First class: June 4, 2012

Course Description:
The interdependence of cosmological theories and religious teachings from the eighth century B.C.E. to the middle of the seventeenth century.  This course is, at its foundation, about the trial of Galileo Galilei by the Roman Inquisition (the Congregation of the Holy Office) in 1633. In order to understand why Galileo was put on trial and to discuss and evaluate both the cases for the prosecution and for the defense, we must understand Galileo's astronomy and why his astronomy was an issue for the Roman Catholic Church in the early seventeenth century.  To understand Galileo's astronomy, we need to know about the theories of the universe constructed by by the Babylonians, the early and classical Greeks (including Plato and Aristotle) and Romans (Ptolemy), progress in astronomy in the first millenium, debates in physics in the late Middle Ages, and the breakthrough ideas of Copernicus, Tycho, and Kepler in the sixteenth and seventeenth centuries. To understand the relationship between Galileo's astronomy and early seventeenth century Roman Catholic theology, we must understand the original Platonic (Augustinian) underpinnings of early Catholic theology and the struggles of early Catholic intellectual leaders in establishing Christian dogma, the Aristotelian (Thomist) foundation of medieval Catholic theology, and the intellectual struggle between Aristotelian and Catholic concepts about the physical universe. Our main texts will be Dava Sobel's Galileo's Daughter, Plato's Timaeus, Aristotle's On the Heavens, Galileo's Siderius Nuncius and Letter to Madame Christina, and some original documents from the Inquisition trial of Galileo. 


Course Instructor:
David Weintraub is a Professor of Astronomy and the Director of Undergraduate Studies in the Department of Physics and Astronomy, Director of the Program in the Communication of Science and Technology, and co-Director of the Program in Scientific Computing at Vanderbilt University, where he has been since 1991.  He is currently Chair of the University Faculty Senate and served previously as Chair of the College of Arts & Science Faculty Council.  Prior to joining the faculty at Vanderbilt, he earned his undergraduate degree at Yale, his doctoral degree at UCLA, and was a postdoctoral scholar at the University of Florida.  He teaches basic classes in astronomy, advanced courses in astrophysics and on black holes, as well as a course on the trial of Galileo. 

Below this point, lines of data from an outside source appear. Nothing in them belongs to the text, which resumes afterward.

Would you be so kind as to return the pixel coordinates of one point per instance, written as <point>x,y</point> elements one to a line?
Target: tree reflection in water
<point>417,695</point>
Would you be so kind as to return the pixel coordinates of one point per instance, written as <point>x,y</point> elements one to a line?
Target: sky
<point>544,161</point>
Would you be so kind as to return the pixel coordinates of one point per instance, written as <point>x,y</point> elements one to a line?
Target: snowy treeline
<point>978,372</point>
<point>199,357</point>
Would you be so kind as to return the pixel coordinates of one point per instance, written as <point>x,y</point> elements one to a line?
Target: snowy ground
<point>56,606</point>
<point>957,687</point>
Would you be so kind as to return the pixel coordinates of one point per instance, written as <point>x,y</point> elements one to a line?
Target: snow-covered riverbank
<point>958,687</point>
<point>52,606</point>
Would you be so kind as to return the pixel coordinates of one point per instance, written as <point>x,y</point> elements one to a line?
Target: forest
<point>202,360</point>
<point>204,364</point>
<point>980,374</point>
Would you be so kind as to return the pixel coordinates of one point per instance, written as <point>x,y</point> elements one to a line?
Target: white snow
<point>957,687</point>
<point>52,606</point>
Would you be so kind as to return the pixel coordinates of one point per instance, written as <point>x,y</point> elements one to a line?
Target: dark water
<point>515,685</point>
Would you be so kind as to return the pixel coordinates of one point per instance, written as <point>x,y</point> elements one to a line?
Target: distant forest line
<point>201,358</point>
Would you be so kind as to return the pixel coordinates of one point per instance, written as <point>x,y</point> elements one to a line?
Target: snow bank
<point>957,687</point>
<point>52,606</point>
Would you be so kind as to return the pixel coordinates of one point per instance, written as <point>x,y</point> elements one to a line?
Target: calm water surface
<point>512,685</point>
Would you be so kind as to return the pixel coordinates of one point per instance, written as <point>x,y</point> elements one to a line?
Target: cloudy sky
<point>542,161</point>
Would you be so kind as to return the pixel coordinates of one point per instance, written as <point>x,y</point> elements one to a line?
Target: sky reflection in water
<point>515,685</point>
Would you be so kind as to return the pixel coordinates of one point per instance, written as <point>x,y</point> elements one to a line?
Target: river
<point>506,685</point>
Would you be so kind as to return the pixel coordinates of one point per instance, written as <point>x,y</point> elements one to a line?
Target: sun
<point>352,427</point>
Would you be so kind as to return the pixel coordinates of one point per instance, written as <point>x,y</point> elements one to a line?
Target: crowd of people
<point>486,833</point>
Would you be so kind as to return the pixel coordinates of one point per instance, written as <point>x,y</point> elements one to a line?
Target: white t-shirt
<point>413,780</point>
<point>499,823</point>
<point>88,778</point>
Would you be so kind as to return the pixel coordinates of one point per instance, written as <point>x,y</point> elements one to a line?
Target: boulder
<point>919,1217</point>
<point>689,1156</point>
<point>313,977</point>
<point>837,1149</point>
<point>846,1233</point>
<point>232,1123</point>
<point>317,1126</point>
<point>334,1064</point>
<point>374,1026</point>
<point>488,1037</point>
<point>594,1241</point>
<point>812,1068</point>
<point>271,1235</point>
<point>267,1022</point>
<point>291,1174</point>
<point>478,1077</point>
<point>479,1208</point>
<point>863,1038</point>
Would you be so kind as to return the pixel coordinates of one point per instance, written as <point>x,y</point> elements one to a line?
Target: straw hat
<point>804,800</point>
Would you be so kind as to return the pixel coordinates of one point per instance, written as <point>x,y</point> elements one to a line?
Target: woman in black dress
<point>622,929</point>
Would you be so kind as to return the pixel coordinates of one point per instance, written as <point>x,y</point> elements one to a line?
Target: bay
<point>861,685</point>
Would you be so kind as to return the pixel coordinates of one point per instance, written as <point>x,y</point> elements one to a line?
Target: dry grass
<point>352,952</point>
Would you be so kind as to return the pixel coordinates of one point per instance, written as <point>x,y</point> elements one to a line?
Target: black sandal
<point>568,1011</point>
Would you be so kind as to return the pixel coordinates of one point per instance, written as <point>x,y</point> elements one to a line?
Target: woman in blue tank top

Weintraub's research interests are focused on questions involving how planets form and whether the formation and existence of planets is something that is normal or unusual around other stars.  For his research he has used telescopes in Arizona, California, Hawaii, Massachusetts, New Mexico, Wyoming, Spain and Chile as well as orbiting telescopes, including the NASA’s Hubble Space Telescope and Chandra X-ray Observatory.  He is the author of about 70 refereed journal articles based on these research projects and has had five students complete their PhDs under his supervision, all of whom remain in the field as professional astronomers.

Weintraub was awarded the Chancellor’s Cup in 2001 (awarded annually to the Vanderbilt faculty member 'who has made the greatest contribution outside the classroom to undergraduate student-faculty relations in the recent past'), the Jeffrey Nordhaus Award for Excellence in Undergraduate Teaching in the College of Arts  & Science in 2003, the Chancellor’s Award for Research in 2005, the Thomas Jefferson Award in 2009, recognizing a Vanderbilt faculty member “for distinguished service to Vanderbilt through extraordinary contributions as a member of the faculty in the councils and government of the University,” and the Ernest A. Jones Outstanding Faculty Advisor Award in 2011. His first book Is Pluto a Planet? was published in 2006 by Princeton University Press.  His second book How Old is the Universe?, which was released in January 2011, also by Princeton University Press, is currently being translated into both Spanish and Polish.